By Richard Murphy, founder of the Tax Justice Network

The Scotsman has reported:

“A TEMPORARY employment agency has gone into liquidation owing HM Revenue & Customs (HMRC) £58 million in unpaid tax.

“Edinburgh-based Employ-E, a division of Legitas Group which is also in liquidation, is owned by lawyer David Allen, who is reported to own a golf course and mansion house in the Borders.

“Employ-E had about 60,000 low-paid temporary workers on its books, who it supplied to recruitment agencies throughout the UK.”

The real question here is, how could that have happened? How could HMRC have reached the point where it cannot chase that much tax? How limited are resources is this is the case?

There is also another question, which is, of course, where is the money? An agency should have been reimbursed all costs including tax. How could it lose that much money?

In the case of both questions surely HMRC should have been on top of this? If not I can only put it down to under-resourcing.

71 Responses to “How can a company go bust owing £58 million in tax?”

  1. Alec

    It’s frankly disreputable to continue bashing out summat which has zero relevance to the title piece and which others have said they will not engage with. You are a classic pub bore.
    Contribute to the conversation.
    ~alec

  2. LB

    Read what was going on.

    They are claiming expenses. You do not pay tax on expenses, so long as they are legitimate.

    Even MPs don’t pay tax on expenses, although in their case they passed a law expressly forbidding it, and making sure that HMRC were not allowed to investigate this.

    For the plebs, the expenses have to be wholly necessary for the job. ie. There are tests.

    So there is no dodging tax, unless, and this is the crucial part, the expenses are not legitimate.

    Tax and NI, are not paid on expenses if they pass the test.

    The employer pays NI on the wage after expenses.

    It’s only fraud if the expenses are not legitimate.

    HMRC doesn’t get a reduced level of tax. If the employees were incurring expenses, but not claiming, them the HMRC was getting something they shouldn’t and the workers were poorer as a result.

  3. LB

    I am, you’re not.

    The money is still peanuts in the scheme of the mess of the state.

    As I’ve pointed out, 33 minutes, and its all gone – already – several times over.

    So why shouldn’t the workers get their expenses paid?

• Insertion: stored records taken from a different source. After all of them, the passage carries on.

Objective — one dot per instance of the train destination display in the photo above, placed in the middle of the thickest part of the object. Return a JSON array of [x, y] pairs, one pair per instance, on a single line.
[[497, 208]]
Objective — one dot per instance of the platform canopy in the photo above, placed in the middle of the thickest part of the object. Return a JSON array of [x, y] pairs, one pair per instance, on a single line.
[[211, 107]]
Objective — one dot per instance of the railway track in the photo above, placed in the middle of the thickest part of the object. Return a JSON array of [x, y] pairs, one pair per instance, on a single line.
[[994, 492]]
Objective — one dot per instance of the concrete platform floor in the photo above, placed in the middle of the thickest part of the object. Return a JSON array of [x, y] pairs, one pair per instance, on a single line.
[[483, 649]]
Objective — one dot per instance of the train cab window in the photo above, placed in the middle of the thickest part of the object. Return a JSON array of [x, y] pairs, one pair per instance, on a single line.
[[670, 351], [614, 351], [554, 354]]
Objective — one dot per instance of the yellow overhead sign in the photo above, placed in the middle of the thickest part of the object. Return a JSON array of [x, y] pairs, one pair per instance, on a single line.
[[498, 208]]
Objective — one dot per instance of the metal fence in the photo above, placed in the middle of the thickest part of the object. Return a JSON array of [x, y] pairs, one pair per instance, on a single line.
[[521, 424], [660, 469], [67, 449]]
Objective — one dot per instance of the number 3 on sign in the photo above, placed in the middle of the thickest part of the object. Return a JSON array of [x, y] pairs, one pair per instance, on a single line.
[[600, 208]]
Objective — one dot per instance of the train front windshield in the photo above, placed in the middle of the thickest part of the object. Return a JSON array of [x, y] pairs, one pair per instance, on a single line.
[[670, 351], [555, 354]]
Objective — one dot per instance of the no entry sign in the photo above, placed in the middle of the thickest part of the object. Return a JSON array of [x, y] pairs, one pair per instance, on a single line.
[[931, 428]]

    Why should they have to pay the expenses out of taxed income to the state?

  4. Alec

    Boring!

    Your last two sentences are simply begged questions, and show you simply have no idea what charges are being levied at Employ-E… and what’s more, you have no desire to dispel your ignorance. The old adage of what to do with someone who knows not that he knows not seems appropriate.
    ~alec

  5. Alec

    Pensions, now MPs expenses. You’re all over the place. In my experience, splattering a thread with ever-changing information is a sign of a cheat who’s trying to tie his opponents up in endless verification and win through default.

    The article does not state the 15,000 workers are culpable.